Now consider we have a pointer to an instance of C through the interface of A, and we wish to obtain a pointer through the interface of B. A and B are unrelated types, so in order to do so we must cast through a pointer to class C.

A *a = new C;
B *b = static_cast<C *>(a);

This lets the compiler know what route you are taking through the hierarchy, so it can properly convert between pointer types.

A slightly more contrived example is a diamond-shaped class hierarchy. Consider the following code:

// common base class
class D
{
public:
    virtual void h() = 0;
};

// first intermediate class
class E : public D
{
public:
    void h() { std::cout << "E::h" << std::endl; }
};

// second intermediate class
class F : public D
{
public:
    void h() { std::cout << "F::h" << std::endl; }
};

// derived class
class G : public E, public F {};

Now consider we wish to cast from a pointer to class G to a pointer to class D. This is a problem because class G actually contains two instances of class D (since we didn't inherit virtually), so you have to tell the compiler which version you want. As an example, if you need the implementation contained in class E you need to cast using the following code:

G *g = new G;
D *d = static_cast<E *>(g);

Pointer Values Can Change During Casts

When using a base class pointer, the compiler must be able to access the base data and virtual methods regardless of which derived class we actually have an instance of. For this reason the virtual function table pointer(s) and data for a given class is usually allocated as a contiguous block within a derived class memory layout. This local block is the same for all classes that inherit this base class.

Hence for classes that use multiple inheritance, pointer values must change for certain routes through the class hierarchy. This is usually the case for all base classes apart from the first one, but compilers are free to implement this as they please.

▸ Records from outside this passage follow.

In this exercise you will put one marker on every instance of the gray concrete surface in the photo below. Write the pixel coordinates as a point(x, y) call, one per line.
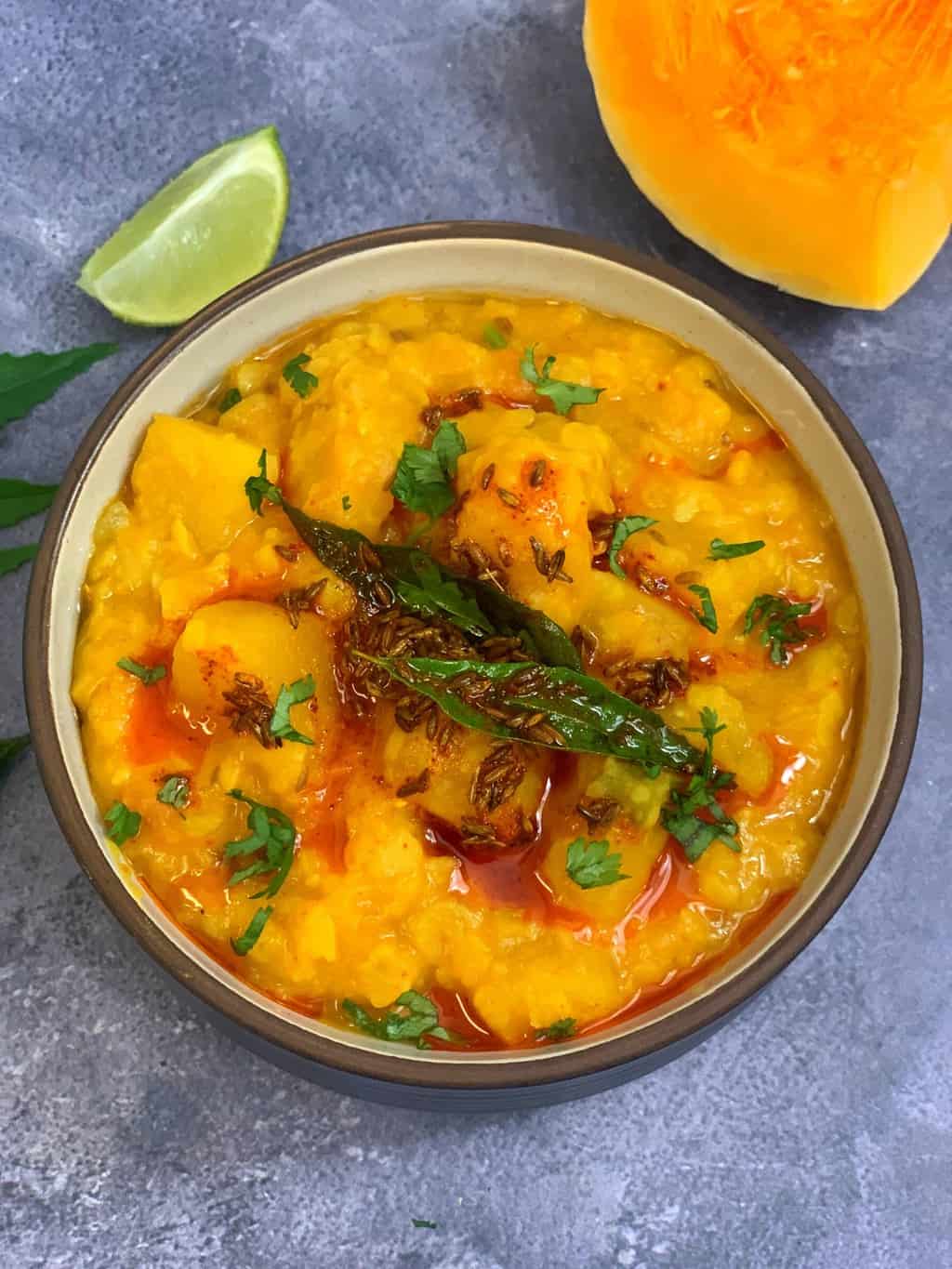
point(815, 1130)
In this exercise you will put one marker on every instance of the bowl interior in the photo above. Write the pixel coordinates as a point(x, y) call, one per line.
point(340, 281)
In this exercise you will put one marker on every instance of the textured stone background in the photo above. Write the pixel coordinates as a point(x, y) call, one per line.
point(815, 1130)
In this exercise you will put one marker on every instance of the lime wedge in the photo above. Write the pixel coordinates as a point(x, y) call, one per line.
point(211, 228)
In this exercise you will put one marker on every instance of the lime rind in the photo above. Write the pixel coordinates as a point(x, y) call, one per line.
point(215, 225)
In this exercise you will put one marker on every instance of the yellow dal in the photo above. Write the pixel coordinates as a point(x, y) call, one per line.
point(183, 571)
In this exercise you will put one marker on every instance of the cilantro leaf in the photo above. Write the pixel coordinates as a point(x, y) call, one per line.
point(589, 865)
point(563, 1028)
point(562, 393)
point(20, 499)
point(721, 549)
point(31, 379)
point(298, 377)
point(11, 557)
point(271, 831)
point(423, 480)
point(122, 823)
point(10, 747)
point(494, 337)
point(229, 402)
point(148, 674)
point(289, 695)
point(245, 942)
point(624, 529)
point(259, 487)
point(706, 615)
point(694, 817)
point(781, 626)
point(412, 1017)
point(434, 595)
point(176, 792)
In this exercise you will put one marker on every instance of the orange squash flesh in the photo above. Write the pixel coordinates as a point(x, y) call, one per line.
point(805, 142)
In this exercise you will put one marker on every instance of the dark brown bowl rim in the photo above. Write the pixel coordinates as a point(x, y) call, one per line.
point(676, 1029)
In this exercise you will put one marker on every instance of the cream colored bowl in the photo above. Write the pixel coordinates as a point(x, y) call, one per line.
point(499, 258)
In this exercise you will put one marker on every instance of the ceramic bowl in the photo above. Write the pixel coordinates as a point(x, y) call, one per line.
point(501, 258)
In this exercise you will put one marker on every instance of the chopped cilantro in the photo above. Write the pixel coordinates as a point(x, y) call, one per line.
point(721, 549)
point(562, 393)
point(298, 377)
point(289, 695)
point(412, 1017)
point(423, 480)
point(624, 529)
point(176, 792)
point(494, 337)
point(122, 823)
point(695, 817)
point(563, 1028)
point(229, 402)
point(781, 626)
point(706, 615)
point(148, 674)
point(589, 865)
point(259, 487)
point(245, 942)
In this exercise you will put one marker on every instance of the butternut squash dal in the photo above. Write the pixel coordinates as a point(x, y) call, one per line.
point(469, 670)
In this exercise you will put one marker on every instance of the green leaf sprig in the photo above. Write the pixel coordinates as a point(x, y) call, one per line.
point(721, 549)
point(781, 628)
point(567, 709)
point(31, 379)
point(706, 615)
point(259, 489)
point(589, 865)
point(292, 694)
point(148, 674)
point(412, 1017)
point(424, 477)
point(624, 529)
point(562, 393)
point(563, 1028)
point(298, 377)
point(694, 816)
point(122, 824)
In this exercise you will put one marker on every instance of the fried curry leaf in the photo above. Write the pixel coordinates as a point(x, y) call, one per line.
point(11, 557)
point(624, 529)
point(409, 574)
point(289, 695)
point(706, 615)
point(563, 1028)
point(148, 674)
point(721, 549)
point(229, 402)
point(31, 379)
point(781, 629)
point(122, 824)
point(579, 713)
point(245, 942)
point(589, 865)
point(260, 489)
point(694, 816)
point(412, 1017)
point(298, 377)
point(423, 480)
point(20, 499)
point(562, 393)
point(176, 792)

The saving grace is that using static_cast will force the compiler to work out a unique route through the class hierarchy, if no route can be found you will get a compile-time error. Drawing a diagram to identify the junctions you need to tell it about is usually simple though, and the answer is usually just to static_cast to one place en route and the compiler will work out the rest.

C-Style Casts Are reinterpret_cast Operators (In General), And Hence Evil

A C-style cast performs the best cast it can given the information at the point the cast is used. The result is either a static_cast or reinterpret_cast (with possibly const_cast evilness aftwards), but which one is used is left unspecified. So if there is non-contradictory, complete information to connect the two types then static_cast will be used, otherwise reinterpret_cast will be used with no warnings! A simple example is the following:

class Base;
class Derived; // derived from Base

class Foo
{
public:
    // assume we know we have a derived pointer
    Derived *GetBasePtr() { return (Derived *)m_base; }

private:
    Base *m_base;
};

The coder who wrote the above may know that Derived is derived from Base, but the compiler (at this point) does not, so it will silently use a reinterpret_cast to implement this cast expression. In general this will break your code (since pointer values can change during casts) and there will be much head-scratching and keyboard-destroying while you wonder why your compiler seems to have generated fundamentally broken code without so much as a warning. If a static_cast expression had been used above, the compile would have failed, since the compiler does not know anything of the route through the class hierarchy to connect Base to Derived.

To further complicate matters, on most compilers if Base contained a virtual method and Derived only derived from Base then the above code would probably work. Only when Derived inherited from another class, or perhaps if you changed compiler version, would the above code stop working. Tracking down this sort of bug is virtually impossible since no warnings are ever produced.

Conclusion

If you are serious about producing C++ code that does not exploit compiler-specific evilness and works when you need to implement interfaces from more than one class hierarchy at a time, you will never use a C-style cast again. You'll also never store anything in void* pointers, since unless you reinterpret_cast back to the exact same class you've lost your pointer again.